New research published in Nature Medicine finds two subtypes of gene expression in peritoneal carcinomatosis (PC) that correlate with patient survival. PC is a kind of metastatic gastric cancer in the peritoneal (abdominal) cavity. The research comes from scientists at The University of Texas MD Anderson Cancer Center.
PC occurs when cancer cells spread to the peritoneal cavity and attach to the stomach and other organs, resulting in fluid accumulation; unfortunately, patients have an overall survival of fewer than six months.
"PC represents a major unmet clinical need, as we don't have effective treatment options available for these patients," said co-corresponding author Jaffer Ajani, M.D., professor of Gastrointestinal Medical Oncology. "Based on our findings, we need to move toward profiling these cells in each patient in order to offer more tailored treatment options."

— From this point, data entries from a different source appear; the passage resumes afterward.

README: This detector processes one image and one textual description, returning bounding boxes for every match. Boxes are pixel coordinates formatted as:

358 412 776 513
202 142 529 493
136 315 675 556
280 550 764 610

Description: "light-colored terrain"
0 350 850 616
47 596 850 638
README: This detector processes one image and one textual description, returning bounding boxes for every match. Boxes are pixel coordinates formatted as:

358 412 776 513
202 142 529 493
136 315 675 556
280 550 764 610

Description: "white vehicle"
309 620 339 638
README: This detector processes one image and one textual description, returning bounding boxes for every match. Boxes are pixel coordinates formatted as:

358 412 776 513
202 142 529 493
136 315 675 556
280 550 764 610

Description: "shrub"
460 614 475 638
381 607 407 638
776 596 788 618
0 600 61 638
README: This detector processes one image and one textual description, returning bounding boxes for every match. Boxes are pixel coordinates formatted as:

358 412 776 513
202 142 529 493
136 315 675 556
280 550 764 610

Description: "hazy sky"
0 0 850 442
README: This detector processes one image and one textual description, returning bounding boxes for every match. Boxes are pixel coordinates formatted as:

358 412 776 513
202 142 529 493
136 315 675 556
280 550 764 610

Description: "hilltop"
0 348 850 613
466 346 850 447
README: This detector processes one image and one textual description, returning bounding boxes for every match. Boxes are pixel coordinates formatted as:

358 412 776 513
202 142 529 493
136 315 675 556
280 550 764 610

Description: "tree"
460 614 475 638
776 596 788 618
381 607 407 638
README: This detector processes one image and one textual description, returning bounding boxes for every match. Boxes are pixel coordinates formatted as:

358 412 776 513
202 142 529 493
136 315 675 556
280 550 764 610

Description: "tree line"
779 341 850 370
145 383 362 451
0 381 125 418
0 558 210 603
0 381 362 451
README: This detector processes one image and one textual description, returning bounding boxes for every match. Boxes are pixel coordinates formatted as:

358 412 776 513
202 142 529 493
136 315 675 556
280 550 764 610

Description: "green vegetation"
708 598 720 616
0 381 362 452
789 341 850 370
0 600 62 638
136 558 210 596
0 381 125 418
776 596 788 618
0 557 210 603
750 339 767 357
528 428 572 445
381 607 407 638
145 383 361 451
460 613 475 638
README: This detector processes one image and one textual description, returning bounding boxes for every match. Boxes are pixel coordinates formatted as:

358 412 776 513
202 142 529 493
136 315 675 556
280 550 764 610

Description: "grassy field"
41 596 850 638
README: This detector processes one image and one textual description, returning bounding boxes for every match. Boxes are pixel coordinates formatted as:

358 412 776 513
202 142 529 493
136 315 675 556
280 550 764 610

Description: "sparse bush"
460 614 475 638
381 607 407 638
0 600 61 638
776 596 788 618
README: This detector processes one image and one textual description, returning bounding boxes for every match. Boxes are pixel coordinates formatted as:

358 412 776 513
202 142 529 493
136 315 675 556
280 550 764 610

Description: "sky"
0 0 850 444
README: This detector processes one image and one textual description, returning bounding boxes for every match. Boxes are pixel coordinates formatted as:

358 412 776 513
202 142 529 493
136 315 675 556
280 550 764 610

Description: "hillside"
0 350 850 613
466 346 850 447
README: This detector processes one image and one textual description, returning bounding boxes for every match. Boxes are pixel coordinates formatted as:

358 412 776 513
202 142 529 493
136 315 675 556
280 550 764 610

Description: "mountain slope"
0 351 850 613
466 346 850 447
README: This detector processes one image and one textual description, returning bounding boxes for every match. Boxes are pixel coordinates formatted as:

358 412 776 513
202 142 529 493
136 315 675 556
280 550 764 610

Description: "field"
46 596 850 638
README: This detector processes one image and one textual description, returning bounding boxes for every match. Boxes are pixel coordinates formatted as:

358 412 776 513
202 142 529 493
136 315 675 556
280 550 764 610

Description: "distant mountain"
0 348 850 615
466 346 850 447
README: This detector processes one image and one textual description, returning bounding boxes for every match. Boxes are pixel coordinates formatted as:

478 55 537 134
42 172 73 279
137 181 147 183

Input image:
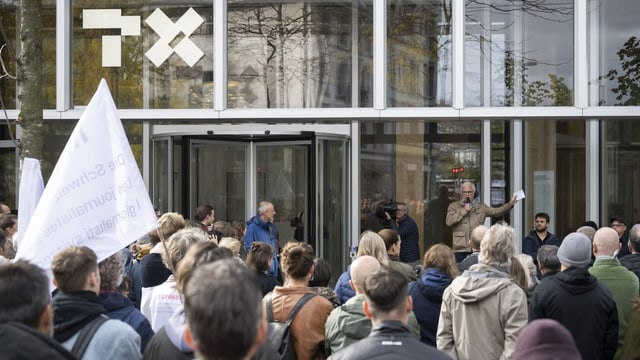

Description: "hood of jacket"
164 307 193 353
416 268 452 303
51 291 106 342
340 294 371 340
553 266 598 295
449 264 514 303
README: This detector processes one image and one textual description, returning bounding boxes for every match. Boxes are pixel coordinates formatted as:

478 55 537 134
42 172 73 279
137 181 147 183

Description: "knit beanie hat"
558 233 591 267
514 319 582 360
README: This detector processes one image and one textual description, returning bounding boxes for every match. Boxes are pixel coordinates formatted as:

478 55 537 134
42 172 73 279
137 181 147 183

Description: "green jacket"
324 294 420 355
589 259 640 359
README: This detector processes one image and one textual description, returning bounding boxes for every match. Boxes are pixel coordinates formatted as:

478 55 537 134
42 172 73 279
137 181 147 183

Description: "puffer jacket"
262 286 333 360
529 266 618 360
446 200 511 252
324 294 371 354
409 268 451 346
436 264 527 360
334 265 356 304
324 294 420 354
244 214 280 279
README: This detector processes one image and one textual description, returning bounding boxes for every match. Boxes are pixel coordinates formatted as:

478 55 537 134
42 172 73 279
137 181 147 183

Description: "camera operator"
384 202 420 266
447 182 517 262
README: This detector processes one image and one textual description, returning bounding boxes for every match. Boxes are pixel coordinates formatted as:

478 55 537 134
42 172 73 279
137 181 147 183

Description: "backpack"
266 293 316 360
71 314 109 359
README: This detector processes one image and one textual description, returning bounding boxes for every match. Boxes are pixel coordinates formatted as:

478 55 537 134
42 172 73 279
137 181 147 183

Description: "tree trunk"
17 0 44 160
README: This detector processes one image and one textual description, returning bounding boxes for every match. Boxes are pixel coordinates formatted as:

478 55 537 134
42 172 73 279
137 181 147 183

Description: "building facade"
0 0 640 273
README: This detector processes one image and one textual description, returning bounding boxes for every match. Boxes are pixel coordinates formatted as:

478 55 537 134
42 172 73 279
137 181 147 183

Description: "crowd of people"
0 194 640 360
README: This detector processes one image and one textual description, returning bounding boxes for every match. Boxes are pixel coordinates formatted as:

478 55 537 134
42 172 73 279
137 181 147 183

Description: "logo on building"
82 8 204 67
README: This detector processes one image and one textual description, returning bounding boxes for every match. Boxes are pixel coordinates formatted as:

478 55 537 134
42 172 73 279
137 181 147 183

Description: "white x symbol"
145 8 204 67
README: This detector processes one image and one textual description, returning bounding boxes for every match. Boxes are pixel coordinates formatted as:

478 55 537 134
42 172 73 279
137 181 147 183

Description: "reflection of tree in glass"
228 3 336 108
504 51 573 106
600 36 640 106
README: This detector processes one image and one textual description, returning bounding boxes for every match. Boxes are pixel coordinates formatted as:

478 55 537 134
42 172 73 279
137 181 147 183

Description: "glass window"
490 121 512 207
601 120 640 226
360 121 490 250
0 148 18 209
0 0 56 109
387 0 452 107
589 0 640 106
73 0 213 109
524 119 591 238
464 0 573 106
227 0 373 108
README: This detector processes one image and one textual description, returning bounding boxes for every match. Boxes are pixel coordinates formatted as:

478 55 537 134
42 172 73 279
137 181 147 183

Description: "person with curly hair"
262 242 333 360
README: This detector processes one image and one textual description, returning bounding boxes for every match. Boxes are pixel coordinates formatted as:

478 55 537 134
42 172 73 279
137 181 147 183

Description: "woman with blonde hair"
262 242 333 360
335 230 389 304
409 244 458 346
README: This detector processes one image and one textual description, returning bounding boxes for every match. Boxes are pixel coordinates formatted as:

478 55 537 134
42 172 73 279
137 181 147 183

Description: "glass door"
255 140 316 248
189 139 248 222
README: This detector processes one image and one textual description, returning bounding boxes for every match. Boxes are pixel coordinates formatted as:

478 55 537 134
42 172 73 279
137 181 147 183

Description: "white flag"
13 158 44 247
16 79 157 276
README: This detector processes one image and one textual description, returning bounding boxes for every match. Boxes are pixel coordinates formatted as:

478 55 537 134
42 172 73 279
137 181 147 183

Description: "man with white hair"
436 224 527 359
589 227 640 359
529 232 618 360
446 182 517 262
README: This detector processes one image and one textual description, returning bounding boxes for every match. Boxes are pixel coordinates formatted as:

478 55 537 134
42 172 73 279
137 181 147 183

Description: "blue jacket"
244 214 280 278
100 292 154 353
409 268 452 346
334 265 356 304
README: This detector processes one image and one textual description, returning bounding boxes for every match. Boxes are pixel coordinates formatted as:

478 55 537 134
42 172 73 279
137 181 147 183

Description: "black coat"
0 322 76 360
329 321 451 360
529 267 618 360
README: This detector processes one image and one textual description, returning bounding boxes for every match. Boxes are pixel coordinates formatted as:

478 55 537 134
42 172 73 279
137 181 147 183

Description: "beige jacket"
436 264 528 360
446 201 512 252
262 286 333 360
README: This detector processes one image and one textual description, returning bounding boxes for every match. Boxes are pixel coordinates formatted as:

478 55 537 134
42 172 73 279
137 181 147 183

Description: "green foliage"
601 36 640 106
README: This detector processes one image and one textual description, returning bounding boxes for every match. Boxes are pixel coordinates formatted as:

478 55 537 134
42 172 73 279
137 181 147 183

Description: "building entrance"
150 125 349 282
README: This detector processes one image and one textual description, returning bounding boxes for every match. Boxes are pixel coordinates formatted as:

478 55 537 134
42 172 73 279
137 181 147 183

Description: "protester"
141 229 208 331
308 257 340 307
335 230 389 304
330 269 450 360
529 232 618 360
98 252 153 353
446 182 517 262
0 260 76 360
622 297 640 360
142 240 235 360
247 241 282 296
51 246 140 360
244 201 281 279
409 244 458 346
184 259 266 360
436 223 527 359
263 242 333 360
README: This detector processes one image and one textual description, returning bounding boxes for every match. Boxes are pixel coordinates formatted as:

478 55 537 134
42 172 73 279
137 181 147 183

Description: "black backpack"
266 293 316 360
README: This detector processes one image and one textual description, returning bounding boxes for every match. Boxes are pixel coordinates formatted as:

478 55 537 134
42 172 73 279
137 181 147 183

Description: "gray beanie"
558 233 591 267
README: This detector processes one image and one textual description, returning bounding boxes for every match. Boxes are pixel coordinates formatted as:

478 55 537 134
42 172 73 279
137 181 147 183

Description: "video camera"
376 199 398 223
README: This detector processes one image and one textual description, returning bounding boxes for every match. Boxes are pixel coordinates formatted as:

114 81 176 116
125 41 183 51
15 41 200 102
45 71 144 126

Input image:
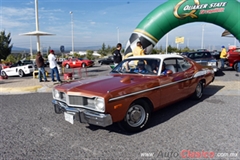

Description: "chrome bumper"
52 99 113 127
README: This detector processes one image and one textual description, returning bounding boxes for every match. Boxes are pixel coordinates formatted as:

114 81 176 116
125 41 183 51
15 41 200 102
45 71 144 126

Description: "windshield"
111 58 161 75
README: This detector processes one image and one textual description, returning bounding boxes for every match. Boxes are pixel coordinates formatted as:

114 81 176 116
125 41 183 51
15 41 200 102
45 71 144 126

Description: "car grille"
69 96 88 106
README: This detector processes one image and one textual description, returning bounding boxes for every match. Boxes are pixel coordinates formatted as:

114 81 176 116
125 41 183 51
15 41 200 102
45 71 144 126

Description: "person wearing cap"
112 43 122 66
124 41 145 59
133 60 148 73
36 51 48 82
220 46 227 68
48 50 62 83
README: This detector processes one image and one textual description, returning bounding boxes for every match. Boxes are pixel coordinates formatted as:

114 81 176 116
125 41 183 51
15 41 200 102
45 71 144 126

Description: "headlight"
94 97 105 112
208 62 217 66
53 89 66 101
53 89 60 99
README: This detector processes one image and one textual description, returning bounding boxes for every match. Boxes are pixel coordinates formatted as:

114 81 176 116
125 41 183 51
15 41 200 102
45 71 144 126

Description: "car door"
160 58 194 106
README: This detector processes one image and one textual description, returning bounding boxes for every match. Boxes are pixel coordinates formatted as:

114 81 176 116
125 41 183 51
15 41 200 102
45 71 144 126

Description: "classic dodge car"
52 55 214 132
1 61 35 77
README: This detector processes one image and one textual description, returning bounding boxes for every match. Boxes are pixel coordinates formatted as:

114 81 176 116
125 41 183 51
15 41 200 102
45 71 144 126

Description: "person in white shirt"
48 50 62 83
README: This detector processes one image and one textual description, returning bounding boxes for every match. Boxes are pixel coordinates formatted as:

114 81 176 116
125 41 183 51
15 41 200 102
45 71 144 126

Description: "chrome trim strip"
109 77 193 102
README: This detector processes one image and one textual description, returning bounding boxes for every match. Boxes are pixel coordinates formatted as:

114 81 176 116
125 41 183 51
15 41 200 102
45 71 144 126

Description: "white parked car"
2 61 35 77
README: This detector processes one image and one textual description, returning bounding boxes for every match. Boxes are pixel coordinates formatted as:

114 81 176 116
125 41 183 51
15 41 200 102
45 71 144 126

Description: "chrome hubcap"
127 105 146 127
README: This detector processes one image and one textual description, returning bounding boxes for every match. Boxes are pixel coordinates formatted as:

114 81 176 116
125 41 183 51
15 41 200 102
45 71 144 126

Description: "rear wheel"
2 71 7 77
65 64 70 68
192 81 203 100
233 63 238 71
54 105 63 114
119 100 150 132
18 69 24 77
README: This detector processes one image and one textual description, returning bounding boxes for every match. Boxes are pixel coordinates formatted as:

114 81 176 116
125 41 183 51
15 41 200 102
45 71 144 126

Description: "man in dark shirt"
113 43 122 66
36 51 48 82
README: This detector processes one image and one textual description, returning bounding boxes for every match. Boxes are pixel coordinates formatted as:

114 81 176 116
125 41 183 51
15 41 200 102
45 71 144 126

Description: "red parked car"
62 58 94 68
225 48 240 71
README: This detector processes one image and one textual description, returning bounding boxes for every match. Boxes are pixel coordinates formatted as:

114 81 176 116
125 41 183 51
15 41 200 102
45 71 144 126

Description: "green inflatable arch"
124 0 240 55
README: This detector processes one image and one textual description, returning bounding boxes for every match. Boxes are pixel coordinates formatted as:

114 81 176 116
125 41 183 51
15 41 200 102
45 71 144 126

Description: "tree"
86 50 94 60
0 31 13 60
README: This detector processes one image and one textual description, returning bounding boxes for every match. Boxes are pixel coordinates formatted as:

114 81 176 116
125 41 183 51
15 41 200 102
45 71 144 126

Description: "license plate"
64 112 74 124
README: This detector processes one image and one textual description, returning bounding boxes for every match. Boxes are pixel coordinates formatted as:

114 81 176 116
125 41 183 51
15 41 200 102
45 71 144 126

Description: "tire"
192 81 203 100
54 105 63 114
18 69 24 77
233 63 238 71
65 64 70 69
2 71 8 76
119 100 151 132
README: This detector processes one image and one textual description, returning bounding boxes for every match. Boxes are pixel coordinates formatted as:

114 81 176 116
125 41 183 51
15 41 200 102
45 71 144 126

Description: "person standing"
133 41 145 56
220 46 227 69
113 43 122 66
48 50 62 83
124 41 145 59
36 51 48 82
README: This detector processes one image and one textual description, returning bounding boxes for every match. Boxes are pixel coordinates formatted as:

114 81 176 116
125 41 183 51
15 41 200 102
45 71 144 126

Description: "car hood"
55 75 156 98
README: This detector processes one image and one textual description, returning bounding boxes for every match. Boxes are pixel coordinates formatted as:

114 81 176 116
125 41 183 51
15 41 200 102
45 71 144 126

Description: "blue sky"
0 0 238 50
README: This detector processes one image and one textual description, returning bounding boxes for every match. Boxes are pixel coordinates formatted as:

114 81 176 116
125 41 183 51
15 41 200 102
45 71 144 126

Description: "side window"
163 58 177 73
177 58 192 72
188 53 194 59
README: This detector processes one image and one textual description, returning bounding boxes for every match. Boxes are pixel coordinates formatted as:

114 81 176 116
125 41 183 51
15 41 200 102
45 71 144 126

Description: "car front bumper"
52 99 113 127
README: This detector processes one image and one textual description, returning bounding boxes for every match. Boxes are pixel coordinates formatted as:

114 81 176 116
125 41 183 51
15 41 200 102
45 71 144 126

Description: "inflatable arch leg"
124 0 240 55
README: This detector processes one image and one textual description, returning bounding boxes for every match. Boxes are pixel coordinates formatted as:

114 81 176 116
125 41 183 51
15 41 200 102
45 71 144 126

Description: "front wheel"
65 64 70 69
18 70 24 77
192 81 203 100
119 100 150 132
2 71 7 77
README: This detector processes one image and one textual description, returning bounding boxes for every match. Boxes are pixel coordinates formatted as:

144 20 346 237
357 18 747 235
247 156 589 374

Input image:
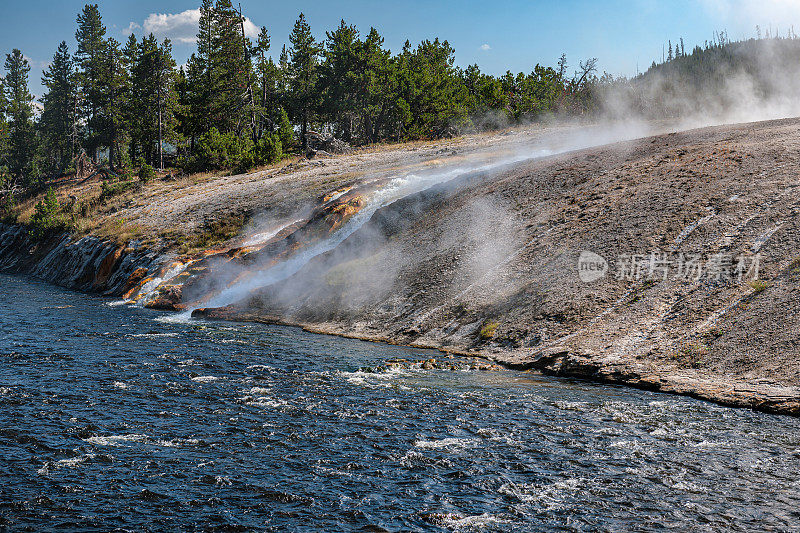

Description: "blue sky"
0 0 800 95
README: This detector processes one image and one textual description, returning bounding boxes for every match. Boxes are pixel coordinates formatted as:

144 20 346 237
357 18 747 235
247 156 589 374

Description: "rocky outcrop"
196 120 800 415
0 220 160 296
0 120 800 415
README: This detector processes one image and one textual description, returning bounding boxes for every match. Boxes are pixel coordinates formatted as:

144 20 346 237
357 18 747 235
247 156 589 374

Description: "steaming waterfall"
190 149 553 314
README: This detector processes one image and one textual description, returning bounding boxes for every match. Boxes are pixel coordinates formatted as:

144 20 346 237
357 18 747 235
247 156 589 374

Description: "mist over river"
0 276 800 531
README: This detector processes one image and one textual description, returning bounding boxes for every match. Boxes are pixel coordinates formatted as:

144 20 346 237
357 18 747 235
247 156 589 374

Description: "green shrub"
139 163 156 183
100 180 142 200
29 188 70 239
480 320 500 340
190 128 255 172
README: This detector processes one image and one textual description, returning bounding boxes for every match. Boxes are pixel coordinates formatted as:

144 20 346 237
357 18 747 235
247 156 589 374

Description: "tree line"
0 0 597 190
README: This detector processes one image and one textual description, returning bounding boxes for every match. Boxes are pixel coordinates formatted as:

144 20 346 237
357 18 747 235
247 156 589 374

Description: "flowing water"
0 277 800 531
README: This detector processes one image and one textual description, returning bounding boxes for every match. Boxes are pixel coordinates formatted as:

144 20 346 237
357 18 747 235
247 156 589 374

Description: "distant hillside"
599 38 800 120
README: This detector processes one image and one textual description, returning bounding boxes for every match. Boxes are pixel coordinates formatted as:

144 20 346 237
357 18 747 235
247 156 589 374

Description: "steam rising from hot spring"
179 123 668 318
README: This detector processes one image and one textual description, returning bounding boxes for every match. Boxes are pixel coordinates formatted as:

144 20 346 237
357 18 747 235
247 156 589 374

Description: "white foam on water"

In carrying out the study, the researchers analyzed over 45,000 individual cells from patients with PC. This in-depth analysis is the most extensive that has been conducted.
"In order to better treat patients with PC, we first have to understand the populations of metastatic cells in the peritoneal cavity," said co-corresponding author Linghua Wang, M.D., Ph.D., assistant professor of Genomic Medicine. "This is the most detailed analysis of these cells performed to date. That is the power of single-cell analysis -- we are able to look at every single cell and get a picture of the landscape."
In their analysis of the cells, the team noticed a clear distinction between two different types of cells and their correlations with survival. Wang explains: "The intriguing aspect is that, by classifying tumor cells based on lineage compositions, we noted two groups of patients. The more gastric-like PC cells had an aggressive phenotype and were associated with shorter survival. However, the more intestine-like PC cells were less aggressive, and patients had longer survival."
Based on this information, the researchers were able to develop a gene expression signature that allows for a more accurate prediction of patient survival than current tools. The team says they hope that their findings can be used to guide treatment decision-making processes.